Thanks TJ. I really did steal it too. He has no idea that my mother-in-law swiped it and shipped it to me. I'm going to wrap it all up and "regift" it to him over Thanksgiving weekend - just in time to get the track all cleaned up in time for their annual Christmas party. His track is on a 8" deep shelf about 6' up the wall and makes a horseshoe around the bar in their basement.


----------



## gunrunnerjohn (Nov 10, 2010)

I'm glad the bread ties worked, your cleanup looks great.  

For cleaning up the plastic shell, my method is Dawn dishwashing liquid and a soft sponge, I've never had any damage that way.


----------



## quadna71 (Nov 12, 2011)

Thanks for the advice, I'll try it this morning.


----------



## quadna71 (Nov 12, 2011)

The Dawn dish soap worked like a champ for the roof and the outside of the shell. The inside is still a little grimy even after scrubbing it a few times. Good thing the windows block most of the inside view 










Next issue - dirty/damaged windows. I've soaked and cleaned the windows 3x now and still can't get the smear of grease from the inside. On top of that one of the side windows was cracked when I got my hands on the trolley. Even after repairing it the damage is still pretty visible. Is there a vendor that sells replacements? If not I'm okay with just reinstalling them since regardless it's a sight better looking overall than it was when I first started.

Side window - stain that won't come off.









Here's the other side window - stained and the repair is visible.


----------



## gunrunnerjohn (Nov 10, 2010)

Ask and you shall receive. 



> 60-51 trolley window silhouetted 1.25
> 60-52 trolley end window plain 0.50


The Train Tender has these, as well as other vendors I'm sure.


----------



## NIMT (Jan 6, 2011)

You can use denatured alcohol or rubbing alcohol on the insides to take off any remaining grease, avoid getting it on the outsides as it might leave a haze.


----------



## Big Ed (Jun 16, 2009)

There is more grease on that trolley, then on my trucks fifth-wheel.:laugh:


----------



## quadna71 (Nov 12, 2011)

No worries. I cleaned all that old gunked grease off and lightly lubed it before reassembly. 

It doesn't look like Train Tenders can get the new windows to me in time, but I did find a hobby shop in NJ that can ship me a repro cardboard box by Saturday. That should be a great way to wrap it up before I give it back to him!
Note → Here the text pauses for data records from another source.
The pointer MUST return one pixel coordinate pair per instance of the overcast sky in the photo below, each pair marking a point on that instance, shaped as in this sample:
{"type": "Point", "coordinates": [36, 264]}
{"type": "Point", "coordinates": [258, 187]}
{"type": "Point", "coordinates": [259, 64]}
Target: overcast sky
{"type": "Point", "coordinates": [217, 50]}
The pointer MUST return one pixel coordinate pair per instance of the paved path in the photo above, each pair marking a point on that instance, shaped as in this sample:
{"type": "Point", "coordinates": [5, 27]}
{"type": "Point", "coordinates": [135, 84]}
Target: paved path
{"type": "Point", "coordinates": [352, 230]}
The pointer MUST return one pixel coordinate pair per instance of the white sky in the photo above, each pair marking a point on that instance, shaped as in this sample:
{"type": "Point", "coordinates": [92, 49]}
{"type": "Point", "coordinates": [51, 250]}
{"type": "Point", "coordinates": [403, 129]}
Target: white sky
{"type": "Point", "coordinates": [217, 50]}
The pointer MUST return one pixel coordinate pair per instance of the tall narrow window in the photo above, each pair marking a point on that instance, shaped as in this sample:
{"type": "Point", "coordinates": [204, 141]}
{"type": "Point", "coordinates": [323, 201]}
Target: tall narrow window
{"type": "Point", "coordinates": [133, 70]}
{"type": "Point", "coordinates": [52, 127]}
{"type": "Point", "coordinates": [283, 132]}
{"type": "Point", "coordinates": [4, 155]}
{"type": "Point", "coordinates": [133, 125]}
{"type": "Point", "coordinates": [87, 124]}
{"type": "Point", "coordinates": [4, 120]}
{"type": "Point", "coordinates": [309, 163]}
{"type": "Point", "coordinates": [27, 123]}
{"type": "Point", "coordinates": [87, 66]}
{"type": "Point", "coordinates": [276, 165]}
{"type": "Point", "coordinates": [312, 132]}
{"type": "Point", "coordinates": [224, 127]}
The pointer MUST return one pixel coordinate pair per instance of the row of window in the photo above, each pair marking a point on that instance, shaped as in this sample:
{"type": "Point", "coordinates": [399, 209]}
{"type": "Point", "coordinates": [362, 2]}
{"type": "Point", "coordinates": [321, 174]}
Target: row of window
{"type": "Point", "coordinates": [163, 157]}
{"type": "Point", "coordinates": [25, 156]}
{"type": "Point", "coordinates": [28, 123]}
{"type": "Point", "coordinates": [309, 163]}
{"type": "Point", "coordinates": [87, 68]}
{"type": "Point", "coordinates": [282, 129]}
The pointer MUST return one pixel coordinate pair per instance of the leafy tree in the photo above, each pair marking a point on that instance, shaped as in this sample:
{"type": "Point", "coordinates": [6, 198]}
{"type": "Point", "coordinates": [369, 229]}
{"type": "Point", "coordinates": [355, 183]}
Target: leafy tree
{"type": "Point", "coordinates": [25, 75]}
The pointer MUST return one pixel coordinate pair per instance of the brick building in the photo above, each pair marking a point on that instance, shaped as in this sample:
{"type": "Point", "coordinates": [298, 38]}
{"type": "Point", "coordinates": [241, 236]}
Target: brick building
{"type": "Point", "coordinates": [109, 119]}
I already have a box of green 3M scuff pads, spray bottle of Simple Green degreaser, a bottle of denatured alcohol, a half dozen old white tee shirt rags, and my multimeter all packed for prepping the track


----------



## gunrunnerjohn (Nov 10, 2010)

Well, you could always retrofit the windows later to "finish" the job.


----------



## tjcruiser (Jan 10, 2010)

Try some GooGone, applied with Q-tips. Test a small area, first, but the GooGone might help remove the stain.

Also, GooGone is a great general-purpose "degunker" on most Lionel train parts.


Cheers,

TJ


----------



## quadna71 (Nov 12, 2011)

I found a model train store up in New Jersey that is hooking me up. With luck I'll have new window panels, an antenna, and reproduction box to pack it all up in. Awesome!!!

East Coast Train Parts from Englishtown, New Jersey


----------



## gunrunnerjohn (Nov 10, 2010)

The "antenna" is really the trolley pole that in real trolleys connects to the catenary, which is the overhead power lines that power the trolley. Obviously, this one looks more like an antenna, since it doesn't have the capability to use overhead power.


----------



## quadna71 (Nov 12, 2011)

I know, my bad - sorry for using the wrong nomenclature. My mother-in-law says she remembers it having the trolley pole at one point but hasn't seen it in years. The hobby shop only wanted 75¢ to throw it in the order. I'm not even certain there is room for it to rotate when the trolley hits the bumpers since the shelf looked to be only about 8" deep. If clearance is an issue I may even shorten it an inch or two to allow it to work.


----------



## gunrunnerjohn (Nov 10, 2010)

The trolley pole has a plastic holder that frequently gets broken and allows the pole to get lost, make sure you don't need one of those as well.  The pole is pretty short, and you could probably put it on with the orientation so that it rotates out into free space and not toward the wall.


----------



## quadna71 (Nov 12, 2011)

The plastic holder is still in great shape and flips around perfectly. I was a little nervous when I first was removing it to disassemble everything though. I know that old plastics have a tendency to crack under pressure and until I finally pulled it straight off the squared shaft I really didn't know if there was a trick to removing it. 

You can see it in this picture I took last night after reassembling everything.


----------



## gunrunnerjohn (Nov 10, 2010)

For correctness, the trolley pole should be pointing away from the direction of travel.  It looks like a new unit, nice cleanup job. :thumbsup:


----------